Nie pamiętam nawet, gdzie się tego nauczyłem, ale zawsze uważałem, że jest to powszechna wiedza: zanim kawałek mięsa zostanie przyprawiony, lub zmiażdżony w celu zmiękczenia (przepraszam, nie znam tego po angielsku) lub marynowany lub wrzucony do garnka lub ziemi, należy go najpierw umyć pod kranem, a następnie osuszyć. Kiedy o tym myślę, ma to również dla mnie sens, ponieważ bakterie są zawsze na powierzchni mięsa, nigdy w środku. Nie sądzę więc, żeby to był ślad czasu, gdy ktoś dostał zakrwawione kawałki od wiejskiego rzeźnika, ale że dotyczy to również nowoczesnych kawałków mięsa sprzedawanych na wkładkach chłonnych.

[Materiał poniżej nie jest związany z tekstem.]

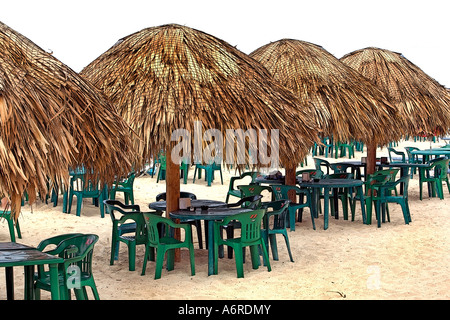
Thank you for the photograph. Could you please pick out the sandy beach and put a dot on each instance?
(349, 260)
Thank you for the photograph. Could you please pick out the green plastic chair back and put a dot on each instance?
(76, 270)
(209, 171)
(162, 167)
(85, 189)
(439, 169)
(401, 199)
(128, 228)
(313, 173)
(6, 214)
(281, 192)
(231, 187)
(412, 158)
(254, 190)
(125, 186)
(319, 163)
(250, 237)
(274, 222)
(341, 175)
(392, 159)
(165, 243)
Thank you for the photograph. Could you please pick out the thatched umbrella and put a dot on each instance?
(52, 119)
(422, 101)
(165, 78)
(347, 104)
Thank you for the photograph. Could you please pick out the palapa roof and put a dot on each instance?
(165, 78)
(348, 105)
(423, 102)
(52, 119)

A potem przeczytałem to pytanie , które zakłada klepanie (ale nie wspomina o praniu). Większość odpowiedzi i komentarzy wydaje się wskazywać, że klepanie nie zawsze jest uważane za konieczne i nie ma wzmianki o myciu mięsa ani kapiącej wodzie z prania. W rzeczywistości odpowiedzi i komentarze nie miałyby większego sensu, gdyby przyjąć, że mięso zostało właśnie umyte.
Czy mycie jest obowiązkowe, czy jest opcjonalne, ale jest dobrym pomysłem, czy jest po prostu bezużyteczne, czy też ma wady dla mięsa?